Erfurt. Anwohner, Kulturveranstalter, Stadtverwaltung und Polizei diskutieren über Kultur im öffentlichen Raum.

Einen Spontanpartyplatz könnte es ab nächstem Jahr in Erfurt geben. Das soll ein Ort sein, für den eine Veranstaltungsgenehmigung innerhalb von 24 Stunden ausgestellt werden kann. Die Ständige Kulturvertretung, Stadtverwaltung und Politik verhandeln seit zwei Jahren darüber, welcher Platz das sein könnte, der weder gegen Denkmalschutz noch Naturschutz verstößt und keine Anwohner stört.

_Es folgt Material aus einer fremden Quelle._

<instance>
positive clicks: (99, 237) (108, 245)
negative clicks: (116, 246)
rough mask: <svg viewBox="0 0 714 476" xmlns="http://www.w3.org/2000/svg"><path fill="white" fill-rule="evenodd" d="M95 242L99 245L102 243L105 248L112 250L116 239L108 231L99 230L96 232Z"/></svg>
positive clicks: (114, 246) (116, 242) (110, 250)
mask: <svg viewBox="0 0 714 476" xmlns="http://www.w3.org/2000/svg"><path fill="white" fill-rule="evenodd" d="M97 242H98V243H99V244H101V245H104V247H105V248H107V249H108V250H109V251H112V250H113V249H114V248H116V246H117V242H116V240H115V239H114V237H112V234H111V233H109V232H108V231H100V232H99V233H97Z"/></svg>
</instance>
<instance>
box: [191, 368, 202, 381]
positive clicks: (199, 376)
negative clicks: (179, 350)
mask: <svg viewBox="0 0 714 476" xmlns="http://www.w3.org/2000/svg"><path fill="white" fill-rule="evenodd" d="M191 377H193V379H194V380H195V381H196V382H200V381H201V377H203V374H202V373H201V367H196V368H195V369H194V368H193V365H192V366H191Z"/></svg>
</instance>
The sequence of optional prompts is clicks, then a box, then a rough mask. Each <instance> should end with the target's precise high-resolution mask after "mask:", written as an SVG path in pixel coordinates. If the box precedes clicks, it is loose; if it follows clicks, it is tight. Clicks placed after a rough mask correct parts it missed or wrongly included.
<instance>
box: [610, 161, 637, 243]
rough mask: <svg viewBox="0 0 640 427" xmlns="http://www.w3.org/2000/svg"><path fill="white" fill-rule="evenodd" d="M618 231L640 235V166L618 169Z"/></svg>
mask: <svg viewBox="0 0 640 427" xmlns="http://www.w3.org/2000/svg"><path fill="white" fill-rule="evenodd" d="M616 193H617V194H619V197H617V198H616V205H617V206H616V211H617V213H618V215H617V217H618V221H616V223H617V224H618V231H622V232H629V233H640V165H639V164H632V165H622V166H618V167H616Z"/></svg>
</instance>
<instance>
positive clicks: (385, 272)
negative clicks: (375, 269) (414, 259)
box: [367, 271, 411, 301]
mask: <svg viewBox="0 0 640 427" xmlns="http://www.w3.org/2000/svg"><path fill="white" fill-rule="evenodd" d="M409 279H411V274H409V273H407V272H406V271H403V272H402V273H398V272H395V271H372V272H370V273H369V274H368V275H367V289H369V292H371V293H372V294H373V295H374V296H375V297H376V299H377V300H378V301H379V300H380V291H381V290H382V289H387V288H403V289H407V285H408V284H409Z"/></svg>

„Klein Venedig“ ist kein Kandidat dafür, doch hier brachte die Ständige Kulturvertretung die Diskussion ins Rollen: Wie kann Kultur im öffentlichen Raum im Einklang mit den Einwohnerinteressen gestaltet werden? Mediatorin Sosan Azad aus Berlin gesellte sich am Donnerstag zu den Podiumsteilnehmern. Sie hat auch in anderen deutschen Großstädten die Erfahrung gemacht, dass Kultur oft mit Konflikten verbunden wird.

Kulturakteure wollen den öffentlichen Raum für Veranstaltungen der freien Kulturszene nutzen. Karina Halbauer von der Ständigen Kulturvertretung findet, Kultur sei „immer der Kitt der Gesellschaft. Wenn sie sogar sichtbar draußen ist, stellt sie auch oft die Vielfalt der Stadt dar“.

Von Sonntag bis Donnerstag gilt die Nachtruhe ab 22 Uhr

Anwohner wollen nachts Ruhe und sich in ihrer Wohngegend sicher fühlen. Sylvia Gille ist Sachbearbeiterin für musikalische und nächtliche Veranstaltungen bei der Stadtverwaltung Erfurt. Sie muss für die Anwohner eine Nachtruhe von mindestens acht Stunden sicherstellen. Das heißt, in den Zimmern der Anwohner darf die Lautstärke nicht höher als 40 Dezibel sein. Das entspricht der Lautstärke eines Flüstertons.

Doch wann beginnt die Nachtruhe? Von Sonntag bis Donnerstag gilt die Nachtruhe ab 22 Uhr. Die Ausnahme bilden hier Abende vor Feiertagen, die unter die Woche fallen. Für Freitage sowie Samstage kann die Stadtverwaltung auch Veranstaltungen im Freien bis 23 Uhr genehmigen. Später ist aber ausgeschlossen.

Karina Halbauer und Andreas Busch, Veranstalter in der Engelsburg und Organisator der „KurzTanzWanderung“, warfen ein, dass beispielsweise das Krämerbrückenfest, die Domstufenfestspiele oder Stadtteilfeste in Erfurt mitunter bis 2 Uhr nachts stattfinden. Die Begründung von Sylvia Gille dazu: Die genannten Feste sind „Veranstaltungen mit Kirmescharakter“ und zählen als Traditionsveranstaltungen. Da sie eine breite Masse ansprechen und seit Jahren etabliert sind, genießen sie Sonderrechte.

Mediatorin Sosan Azad ermutigte Anwohner und Stadtverwaltung dazu, auf die Bedürfnisse der jungen Bürger zu hören und Regelungen zu lockern. Kulturveranstalter wiederum sollten Empathie gegenüber den Menschen zeigen, die das Umfeld des Veranstaltungsortes ihr Zuhause nennen.